The FODMAPS diet eliminates several groups of foods that often cause bloating, gas, distention, irritable bowel syndrome, and other abdominal symptoms. This is most helpful for some people who cannot digest certain chemicals found in foods.
I do not know why some people cannot digest these chemicals. Most likely the reason is low digestive enzymes, improper bowel flora, a “leaky gut”, or an intestinal infection - or some combination of these factors.
I suggest that if you are sensitive to FODMAPS, then follow the FODMAPS diet, but also follow a nutritional balancing program. Try your best to combine the two, as best you can. At least in some cases, the sensitivity to FODMAPS will slowly go away, in my experience, with nutritional balancing.
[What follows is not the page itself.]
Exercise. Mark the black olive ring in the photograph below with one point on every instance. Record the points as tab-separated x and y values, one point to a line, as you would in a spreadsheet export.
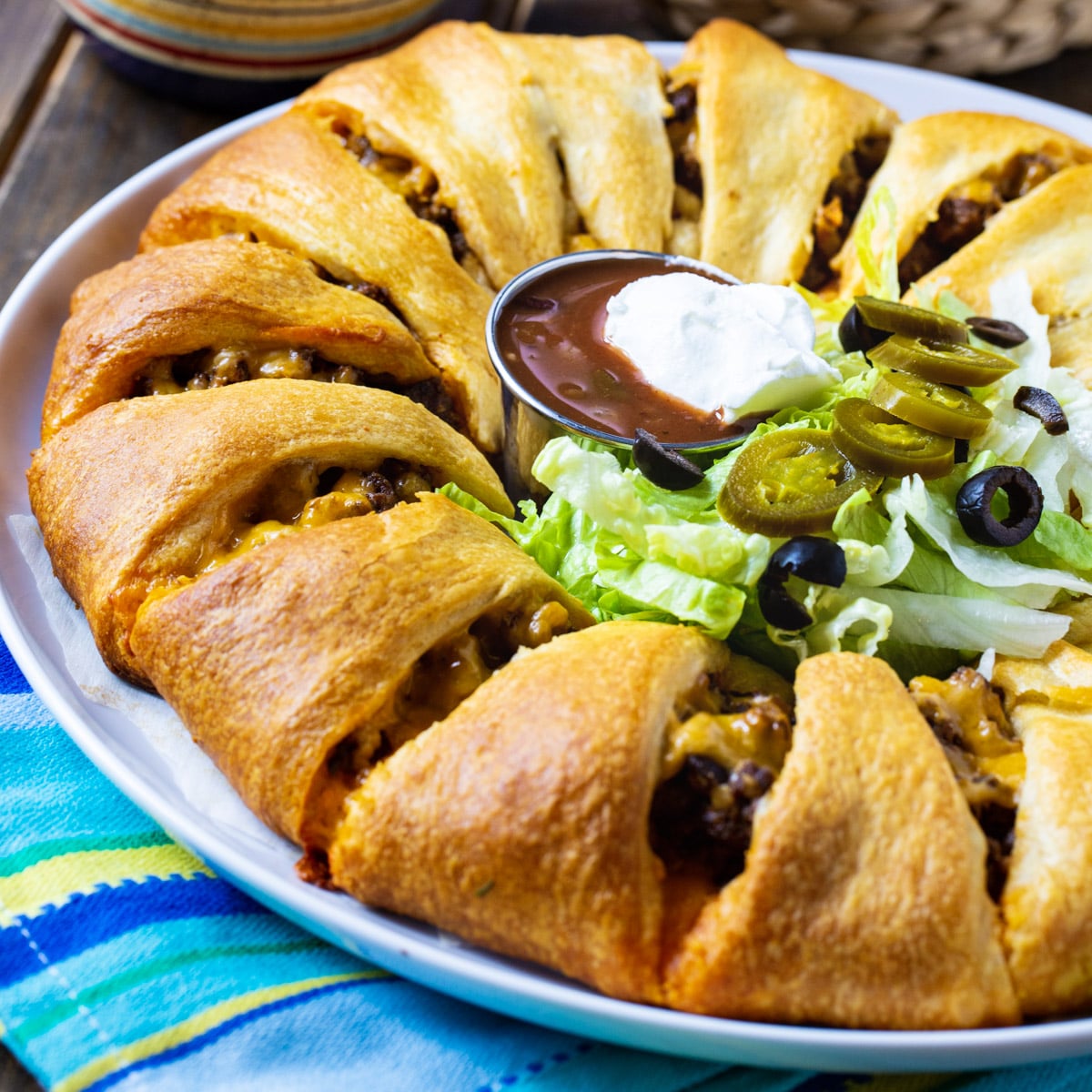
812	558
975	506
Nutritional balancing differs from FODMAPS in that it is a deeper, total healing program, not just a diet. In time, if followed, it will help rebuild your intestines so that all kinds of food sensitivities will be reduced.
Below are the main differences between the diets used in nutritional balancing and the FODMAPS diet. Once again, I suggest combining the two diets if this is necessary for you.
THE FODMAPS DIET AND NUTRITIONAL BALANCING
Some of the restrictions and suggestions in the low FODMAPS diet fit very nicely with nutritional balancing principles, but other do not. Here is a brief summary of the differences:
1. Fruit: Nutritional balancing does not allow any fruit because it is too yin. FODMAPS allows quite a few fruits.
2. Vegetables: Both diets permit quite a few vegetables. However, nutritional balancing allows more vegetables to be eaten such as Brussels sprouts, broccoli, cabbage, garlic, onions and perhaps a few others. Also, the vegetables must be cooked for several reasons. It makes the vegetables much more yang, and it allows one to absorb many more minerals from the vegetables.
The low FODMAPS diet allows a number of vegetables, and it allows raw vegetables. Also, FODMAPS allows vegetables such as peppers, potatoes and eggplant. These are not permitted in nutritional balancing because they are in the nightshade family and, once again, are too yin and somewhat toxic.
3. Dairy Products. Nutritional balancing allows a little raw dairy products daily, including some raw milk, raw cheeses and yogurt. FODMAPS does not allow any dairy products. If you are sensitive to FODMAPS, skip the dairy products altogether, as they are not that important for a nutritional balancing program.
4. Sweeteners. FODMAPS allows sucrose, glucose, golden syrup, maple syrup, molasses and most artificial sweeteners. Nutritional balancing does not allow sweeteners, in general, because they are all very yin.
5. Legumes. FODMAP does not allow legumes, such as lentils and other beans. Nutritional balancing allows these once or twice weekly. Skip them if you are sensitive to FODMAPS.
These are the main differences in the diets. My experience is that irritable bowel syndrome or IBS will go away, often quickly, if one follows a nutritional balancing complete program. The same is true of most digestive or abdominal symptoms.
The main problem with the low FODMAPS diet, from my perspective, is that it contains too many yin foods including fruits, raw vegetables, nightshade vegetables, and most sweeteners.
Also, the FODMAPS diet does not provide good enough mineral nutrition. Therefore, although you may feel much better on it, the body will not heal at the deepest level if this is all you do for yourself. So I suggest following the FODMAPS guidelines, if necessary, but also follow a complete nutritional balancing program for deeper healing and permanent correction of the problem.